Quantitative research is considered absolute, though it’s qualitative judgments that determine what data gets measured and how it’s interpreted. Qualitative research can appear vague in comparison, its techniques easily misunderstood and underestimated. But truly understanding users’ experiences with a product requires pulling from many different types of data, from human-centric research as much as code-centric automated tests.

Increment spoke with experts about the role that qualitative research plays in a broad landscape of testing methodologies and data capture: at Google, as it builds an accessible design framework; at Pinterest, as it defined its product strategy in its earliest days; and at AutoCAD, the massive and ubiquitous design and drafting software product, as it decided to go online.

Feeling out Google

Elizabeth Churchill, Google’s UX director and VP of the Association of Computing Machinery, maintains that the distinction between qualitative and quantitative research is not as big as people think. “You can turn anything into numbers,” Churchill says, “and you can interpret anything for meaning.”

Churchill leads research for Google’s Material Design system, which shares components, guidelines, tools, and the open-source code that can help teams build beautiful user interfaces. When it released Material in 2014, Google was not considered an industry leader in design. Now its design system is used as a standard across its own products, and by teams around the world developing for Android, iOS, and the web.

The challenges the project presents are complex: to discover the components that make for usable and beautiful user interfaces, and to release them to a platform where design and development teams from around the globe can access and use them. Components like text fields and buttons are studied and tested down to their individual elements. What is it that makes a button usable for people in diverse contexts? The lines, the movement of shadows, the very atoms of each element need to be tested with real people. In addition, the platform itself must provide all the supportive guidelines, code, and tools that development teams using Material might need.
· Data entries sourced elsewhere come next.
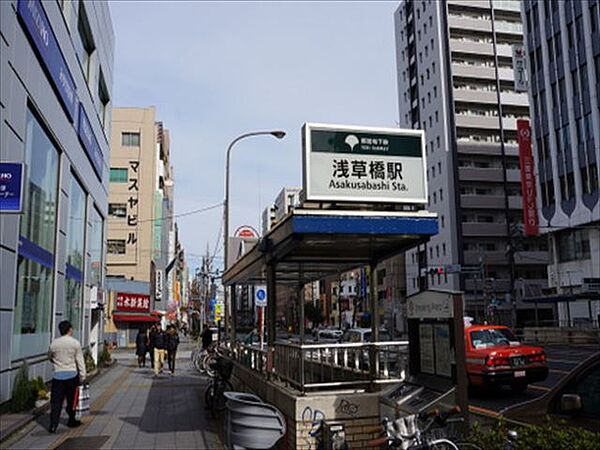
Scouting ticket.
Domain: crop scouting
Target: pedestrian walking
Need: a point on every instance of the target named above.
(160, 346)
(206, 337)
(141, 346)
(69, 371)
(151, 336)
(172, 344)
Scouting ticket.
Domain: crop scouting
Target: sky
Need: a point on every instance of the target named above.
(215, 70)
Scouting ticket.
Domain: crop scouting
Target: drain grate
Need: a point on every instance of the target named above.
(83, 443)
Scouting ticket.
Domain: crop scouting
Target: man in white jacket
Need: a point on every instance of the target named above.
(69, 370)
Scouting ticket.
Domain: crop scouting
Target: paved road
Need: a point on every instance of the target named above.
(132, 410)
(561, 359)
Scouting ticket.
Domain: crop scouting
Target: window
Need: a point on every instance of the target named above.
(130, 139)
(573, 245)
(33, 304)
(116, 246)
(73, 306)
(117, 210)
(84, 44)
(118, 175)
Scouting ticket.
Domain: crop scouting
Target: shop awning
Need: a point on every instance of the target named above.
(124, 317)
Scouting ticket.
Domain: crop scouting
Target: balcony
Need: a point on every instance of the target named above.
(484, 122)
(483, 229)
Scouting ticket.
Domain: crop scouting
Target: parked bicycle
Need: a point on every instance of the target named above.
(413, 432)
(213, 396)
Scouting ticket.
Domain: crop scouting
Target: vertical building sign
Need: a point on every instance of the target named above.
(132, 203)
(530, 217)
(519, 68)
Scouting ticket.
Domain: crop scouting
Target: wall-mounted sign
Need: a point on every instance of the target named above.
(260, 296)
(430, 305)
(526, 165)
(519, 67)
(360, 164)
(11, 187)
(38, 29)
(133, 302)
(89, 141)
(246, 231)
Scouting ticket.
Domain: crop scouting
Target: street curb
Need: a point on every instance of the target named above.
(36, 412)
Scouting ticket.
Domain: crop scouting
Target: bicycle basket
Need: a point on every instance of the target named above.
(224, 368)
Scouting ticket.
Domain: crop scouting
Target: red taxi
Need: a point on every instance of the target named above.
(495, 357)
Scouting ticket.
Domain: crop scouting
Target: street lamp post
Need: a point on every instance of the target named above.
(279, 134)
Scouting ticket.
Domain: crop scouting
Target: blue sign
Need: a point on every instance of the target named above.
(89, 141)
(40, 32)
(11, 187)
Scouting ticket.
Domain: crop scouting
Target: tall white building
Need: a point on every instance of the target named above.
(563, 45)
(447, 53)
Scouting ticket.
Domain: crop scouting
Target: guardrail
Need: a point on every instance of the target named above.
(328, 366)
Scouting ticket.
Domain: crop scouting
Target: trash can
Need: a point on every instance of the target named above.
(251, 423)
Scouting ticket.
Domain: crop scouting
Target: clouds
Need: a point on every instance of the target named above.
(216, 70)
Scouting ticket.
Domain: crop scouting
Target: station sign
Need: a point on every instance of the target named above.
(363, 164)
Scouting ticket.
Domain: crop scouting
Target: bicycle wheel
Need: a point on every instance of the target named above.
(219, 397)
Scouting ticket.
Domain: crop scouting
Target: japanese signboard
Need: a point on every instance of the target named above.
(11, 187)
(132, 203)
(360, 164)
(519, 68)
(133, 302)
(526, 164)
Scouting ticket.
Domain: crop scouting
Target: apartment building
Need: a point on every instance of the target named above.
(447, 53)
(563, 48)
(56, 73)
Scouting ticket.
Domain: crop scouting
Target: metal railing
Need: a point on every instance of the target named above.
(328, 366)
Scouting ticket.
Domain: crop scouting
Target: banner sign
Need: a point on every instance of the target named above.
(526, 165)
(133, 302)
(11, 187)
(89, 141)
(360, 164)
(519, 67)
(39, 31)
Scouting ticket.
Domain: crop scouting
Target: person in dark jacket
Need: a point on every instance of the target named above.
(172, 344)
(160, 347)
(141, 346)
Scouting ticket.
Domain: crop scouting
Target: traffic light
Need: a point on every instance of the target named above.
(438, 270)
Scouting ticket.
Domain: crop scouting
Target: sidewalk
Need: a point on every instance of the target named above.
(132, 410)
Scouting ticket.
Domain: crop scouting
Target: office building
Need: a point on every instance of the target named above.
(142, 241)
(447, 53)
(563, 53)
(56, 74)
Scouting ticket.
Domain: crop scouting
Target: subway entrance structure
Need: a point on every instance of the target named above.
(342, 223)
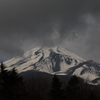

Churchill has worn many hats: psychologist, social scientist, researcher for safety-critical systems, and, while designing social systems at Yahoo, “Miss Manners of the Web” (as she was titled by the press). She likens Material’s problems to those of Dmitri Mendeleev’s as he tackled the design of the periodic table. In 1869, when Mendeleev first presented his design for the chart, the periodic table was a codification of the known—as well as a provocation to discover the unknown. Today, Material shares and continually updates the best options for user interfaces and enables teams to adapt them for specific use cases, like those unknown to a company of Google’s scale.

The work that Churchill and her team undertake is twofold: They must understand and test for both the developers using Material Design (the makers of an app) and the end users of Material (the users of that app). Central to that work is qualitative research and testing.

Qualitative research can broadly be divided into two forms:

Early-stage qualitative work looks for problems that may not have been adequately solved before. For Churchill’s team, this might mean ethnographic studies of design and development teams in their workplaces.
Late-stage evaluative testing reveals actionable insights into what aspects of an existing product or prototype work—and who cares. For Material, this means testing granular elements and components (such as floating buttons and input fields) in interviews or surveys with end users.

Take this text input field, for example:

Humble as this may seem, it’s a combination of very deliberate choices about label placement, background fill, contrast, and so on, which all come together to determine its usability. To test this usability against specific criteria—Do users know that it’s a text field? Can users fill out a form with these text fields correctly and quickly?—the team performed experimental research.

Churchill and her team built a tool in 2017 that automatically generated text fields of every element permutation (label placement, fill, and so on), and found 144 combinations. These were placed in forms, some the simple kind you regularly find around the web and some the nightmarishly complex and text-heavy kind you hope never to encounter on your screen. Thousands of participants from Amazon’s Mechanical Turk were paid to perform very specific, preset tasks on these forms, with the team tracking their moves and responses.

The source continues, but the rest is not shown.